(Re) découverte de Moscou en dix jours : 12-15/04/11
12/04/11 Fin de soirée
L'appartement est très grand mais il est divisé en de nombreuses pièces. Nous avons certainement la plus grande, une salle à manger, partagée entre deux armoires, un buffet, un bureau, un piano et bien entendu nos couchages et une table. Le premier soir, nous discutons longuement. La visite de quelques autres pièces ne nous laisse plus de doute, nous sommes dans un logement communautaire ou dans une sous-location de colocation (vous suivez...).
Vers deux heures du matin, je reviens des toilettes et croise un jeune homme torse nu avec sa serviette sur l'épaule. Le VTT qui trône dans le fourbi de l'entrée doit être le sien. Le lendemain, j'entends un nouveau-né pleurer. Puis je croise une jeune fille sortie d'ailleurs. La précaution avec laquelle les portes s'ouvrent et se referment nous laisse penser que la situation n'est pas évidente pour Irina. Ou loge t-elle et avec qui ? Mystère.
Donc le premier soir, nous nous couchons "à pas d'heure" après avoir visionné un téléfilm sur Youri Gagarine avec Irina.

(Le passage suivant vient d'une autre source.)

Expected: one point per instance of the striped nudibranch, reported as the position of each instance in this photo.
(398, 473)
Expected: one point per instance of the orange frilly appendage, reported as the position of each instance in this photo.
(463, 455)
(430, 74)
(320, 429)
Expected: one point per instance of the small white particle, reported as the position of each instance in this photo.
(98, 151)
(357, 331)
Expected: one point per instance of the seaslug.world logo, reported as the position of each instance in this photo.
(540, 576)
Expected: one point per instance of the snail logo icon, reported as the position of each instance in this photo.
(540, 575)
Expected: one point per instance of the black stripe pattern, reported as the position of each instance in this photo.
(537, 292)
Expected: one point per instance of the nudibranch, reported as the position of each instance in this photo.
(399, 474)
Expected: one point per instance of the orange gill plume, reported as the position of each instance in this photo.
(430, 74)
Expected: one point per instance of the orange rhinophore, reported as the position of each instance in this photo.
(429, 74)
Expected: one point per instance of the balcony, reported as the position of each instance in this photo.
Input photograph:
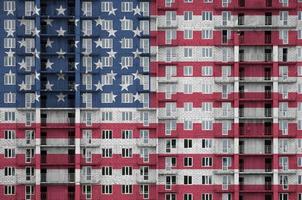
(288, 114)
(57, 143)
(50, 178)
(146, 142)
(249, 114)
(223, 79)
(53, 159)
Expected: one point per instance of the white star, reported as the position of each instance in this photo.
(124, 86)
(124, 66)
(61, 97)
(22, 21)
(49, 43)
(112, 74)
(137, 11)
(112, 11)
(76, 22)
(137, 32)
(36, 32)
(37, 97)
(76, 44)
(124, 19)
(48, 21)
(98, 43)
(98, 86)
(76, 87)
(76, 65)
(98, 21)
(10, 53)
(61, 10)
(99, 64)
(61, 76)
(111, 32)
(22, 64)
(10, 32)
(113, 96)
(36, 53)
(37, 75)
(136, 53)
(48, 86)
(137, 97)
(10, 12)
(136, 75)
(22, 86)
(111, 53)
(61, 31)
(49, 64)
(61, 53)
(22, 43)
(37, 10)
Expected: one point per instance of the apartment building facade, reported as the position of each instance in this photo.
(151, 99)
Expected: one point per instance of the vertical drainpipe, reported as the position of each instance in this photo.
(275, 122)
(77, 100)
(236, 115)
(38, 112)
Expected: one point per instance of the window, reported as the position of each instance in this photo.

Nous sommes effectivement le soir d'une journée de fête pour les russes : la journée des cosmonautes, célébrant le 50ème anniversaire du premier vol spatial autour de la Terre à bord du satellite artificiel Vostok de ce héros national et international.
Ci-dessous quelques photos de notre gare d'arrivée, la gare de Biélorussie au nord-ouest de la ville...
13/04/11 Tretiakov !
Irina nous prépare le petit-déjeuner. Le café est à la turque, c'est-à-dire non filtré. Sinon il y a de la confiture, un yaourt chacune, quelques tranches de jambon, du beurre et du pain blanc.
Nous nous devons de commencer notre première journée par l'enregistrement de notre séjour auprès d'une agence située dans le quartier de Tsverskaya. Les débuts dans le métro sont plutôt difficiles. Nous errons un peu. Le système de numérotation des immeubles par numéro de rue ET par bloc nécessite aussi un temps d'adaptation.
Il fera 5°C sous abri en moyenne pendant tout le séjour. Même les russes sont étonnés de si basses températures.
Le Zoo est sous la glace, les oiseaux font du patin.
La spectaculaire et solennelle entrée de notre station de métro Novoslobodskaya
Fabuleux passages moscovites qui permettent aux piétons d'éviter les traversées de boulevard mais aussi de faire des emplettes dans de minuscules échoppes d'à peine un mètre de profondeur.
Précision pour le métro, nous avons tout de suite "investi" dans une carte de 60 trajets non nominative qui coûte moins de 28€. Le problème des déplacements est donc enterré. D'ailleurs, il ne nous restera que 6 trajets sur la carte magnétique...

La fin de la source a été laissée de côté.